Dans quel état êtes-vous depuis le match ?

Ce n’est pas simple, car cette histoire a pris des proportions énormes. Mes proches sont choqués par le traitement médiatique. J’ai deux enfants. Certains journalistes, ainsi que l’UNFP, se permettent par exemple de parler de « crime ». Où est le sens de la mesure ? Les mots ont un sens, le vivre-ensemble également. Si on utilise ce genre de terme pour qualifier un individu qui a bousculé sans violence un groupe de joueurs, comment qualifie-t-on un acte plus grave ?

J’assume tout cela, ma réaction n’a pas été la bonne.

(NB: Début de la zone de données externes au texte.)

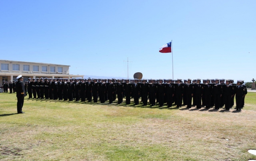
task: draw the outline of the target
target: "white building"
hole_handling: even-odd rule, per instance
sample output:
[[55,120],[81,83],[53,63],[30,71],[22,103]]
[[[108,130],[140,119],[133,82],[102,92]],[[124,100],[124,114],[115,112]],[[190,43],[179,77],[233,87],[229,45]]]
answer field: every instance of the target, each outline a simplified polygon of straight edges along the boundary
[[17,77],[21,74],[24,81],[29,78],[83,78],[83,75],[69,74],[69,65],[1,60],[0,63],[0,86],[4,84],[4,81],[9,83],[10,80],[16,80]]

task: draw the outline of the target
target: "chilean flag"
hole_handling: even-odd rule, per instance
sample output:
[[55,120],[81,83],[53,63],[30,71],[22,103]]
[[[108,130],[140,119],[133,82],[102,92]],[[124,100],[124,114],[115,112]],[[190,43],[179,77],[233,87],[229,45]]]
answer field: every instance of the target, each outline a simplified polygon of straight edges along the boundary
[[163,46],[159,49],[159,52],[163,53],[172,52],[172,42],[170,42]]

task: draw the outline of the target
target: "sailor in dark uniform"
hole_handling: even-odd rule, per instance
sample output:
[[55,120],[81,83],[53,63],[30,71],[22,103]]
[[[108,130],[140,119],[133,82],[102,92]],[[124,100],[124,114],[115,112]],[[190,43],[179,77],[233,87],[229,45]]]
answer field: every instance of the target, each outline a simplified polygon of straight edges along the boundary
[[182,104],[182,96],[184,90],[184,84],[181,83],[181,79],[177,79],[177,83],[175,85],[175,95],[176,97],[177,107],[181,107]]
[[166,89],[166,94],[167,101],[167,105],[168,107],[172,107],[173,103],[173,98],[174,96],[175,92],[175,87],[173,84],[172,83],[171,79],[167,80],[167,83],[165,84]]
[[32,89],[32,92],[33,93],[33,98],[36,99],[37,98],[37,90],[36,90],[36,87],[37,83],[37,82],[35,81],[35,79],[33,78],[32,79],[32,86],[31,87]]
[[49,99],[49,86],[50,85],[48,78],[45,78],[44,85],[44,94],[45,99]]
[[98,94],[100,87],[99,83],[97,82],[97,79],[93,79],[93,82],[92,82],[92,96],[93,98],[93,102],[98,102]]
[[69,101],[72,101],[74,99],[73,92],[75,90],[75,84],[72,81],[72,79],[69,80],[69,81],[68,82],[68,91],[69,93]]
[[104,80],[101,79],[100,85],[100,98],[101,98],[101,103],[105,102],[105,93],[107,92],[107,83],[104,82]]
[[208,109],[211,107],[211,96],[212,95],[212,84],[210,83],[210,81],[211,80],[207,79],[206,83],[203,84],[205,106]]
[[81,101],[85,101],[85,91],[86,90],[86,85],[84,81],[84,79],[81,79],[80,83],[80,93],[81,95]]
[[108,79],[108,83],[107,84],[107,91],[108,93],[108,98],[109,100],[109,104],[113,103],[113,94],[115,90],[115,86],[112,82],[112,79]]
[[75,83],[75,92],[76,96],[76,101],[78,102],[80,99],[80,92],[81,90],[80,82],[78,79],[76,79]]
[[121,83],[122,80],[119,79],[117,80],[116,84],[116,93],[117,94],[117,104],[121,104],[123,99],[123,93],[124,86],[123,83]]
[[7,93],[8,92],[8,90],[7,91],[6,91],[6,88],[5,88],[5,85],[6,85],[6,83],[5,81],[4,80],[4,85],[3,85],[3,88],[4,89],[4,93]]
[[10,83],[9,83],[9,89],[10,90],[10,93],[11,94],[12,93],[12,82],[11,80],[10,81]]
[[40,89],[40,99],[44,99],[44,82],[43,80],[44,79],[42,78],[40,78],[40,81],[39,83]]
[[244,95],[245,90],[242,85],[241,80],[238,80],[236,89],[236,110],[241,111],[242,108],[243,98]]
[[204,87],[203,84],[201,83],[201,80],[200,79],[197,79],[197,83],[195,84],[194,86],[197,109],[201,109],[202,105],[201,100]]
[[52,93],[52,83],[54,83],[52,81],[52,78],[50,78],[49,79],[49,99],[53,99],[53,93]]
[[36,91],[37,95],[37,99],[40,99],[40,81],[39,78],[37,78],[36,82]]
[[183,101],[183,105],[187,106],[187,90],[186,90],[185,88],[187,87],[186,85],[187,83],[187,80],[184,80],[184,90],[183,90],[183,95],[182,96],[182,98]]
[[235,95],[236,94],[236,89],[237,84],[234,83],[233,80],[229,80],[230,84],[232,85],[233,87],[234,91],[232,97],[231,98],[231,102],[230,103],[230,107],[231,108],[234,106]]
[[247,87],[246,87],[246,86],[243,84],[244,83],[244,81],[243,80],[242,80],[242,82],[241,82],[242,84],[242,86],[243,87],[244,87],[244,96],[243,97],[242,101],[242,109],[244,107],[244,98],[245,98],[245,95],[247,94]]
[[141,86],[140,95],[143,106],[146,106],[147,104],[147,96],[149,87],[148,83],[146,82],[146,80],[143,79],[142,80],[142,83],[138,83]]
[[166,88],[165,84],[163,83],[163,80],[159,79],[159,83],[157,84],[157,91],[159,96],[159,107],[164,106],[164,99],[165,94]]
[[129,80],[124,80],[125,82],[123,83],[124,87],[124,90],[125,92],[125,102],[126,105],[131,104],[131,94],[132,90],[133,84],[129,82]]
[[[184,90],[186,91],[187,94],[187,108],[191,108],[192,104],[192,97],[194,93],[194,84],[192,84],[192,80],[191,79],[187,79],[187,83],[184,85]],[[183,100],[183,101],[184,100]]]
[[28,93],[28,98],[32,98],[32,84],[33,83],[31,81],[31,78],[28,78],[28,81],[27,81],[27,92]]
[[58,86],[59,79],[54,78],[52,84],[52,92],[53,93],[53,100],[57,100],[58,99]]
[[92,97],[92,85],[91,79],[88,79],[88,81],[86,82],[86,93],[87,93],[87,99],[88,102],[91,102]]
[[133,86],[133,99],[134,99],[134,105],[139,104],[139,95],[140,92],[140,86],[138,84],[138,79],[134,79],[134,83]]
[[215,109],[219,109],[220,97],[222,95],[222,85],[219,84],[219,80],[215,79],[216,83],[213,84],[213,95],[214,95]]
[[233,97],[234,92],[234,88],[233,86],[230,84],[229,80],[226,80],[226,85],[222,86],[224,104],[225,104],[225,109],[229,110],[231,99]]
[[63,81],[62,82],[62,89],[63,90],[63,99],[64,101],[68,100],[68,83],[67,81],[68,80],[67,78],[63,79]]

Mais le match aurait dû reprendre quelques minutes après.

 Si vous deviez être condamné à une longue interdiction de stade, vous trouveriez cela juste ?

Je sais que je vais être interdit de stade et je considère que c’est normal, je connais le règlement. Une amende est également prévue pour les intrusions de personnes sur l’aire de jeu. J’assume tout cela, ma réaction n’a pas été la bonne. Mais le match aurait dû reprendre quelques minutes après. Que penser du parallèle avec le joueur de la Fiorentina qui s’est fait ouvrir le crâne par un projectile adverse et qui a continué à jouer en finale de Ligue Europa Conférence ?

Pour beaucoup de supporters, vous êtes responsable de la non-montée des Girondins en L1. Qu’est-ce que vous aimeriez leur dire ?

Je le répète : à partir du moment où nous prenons ce but, je considère – peut-être à tort – que les chances de montée sont réduites à néant, ce match va devenir un calvaire. Je suis désolé pour tous les gens qui ont dû quitter le stade prématurément et spécialement vis-à-vis des enfants, auxquels je suis sensible et pour qui la notion de résultat est moins importante que pour nous. L’objectif de ce match était la montée. Sans elle, c’était la tristesse, le désarroi. Je considère que chaque supporter des Girondins, quel qu’il soit, a un point commun avec moi. Dans la vie de tous les jours, où que je sois, lorsque je croise quelqu’un qui porte nos couleurs, je lui adresse un sourire, un mot sympathique. Vous pouvez donc imaginer ce que tous ces commentaires provoquent en moi… Je tâche de laisser passer l’orage. Et je me concentre aussi sur les messages de soutien qui sont arrivés par centaines. Le FCGB restera mon club jusqu’à la fin de mes jours, les ultras ma famille.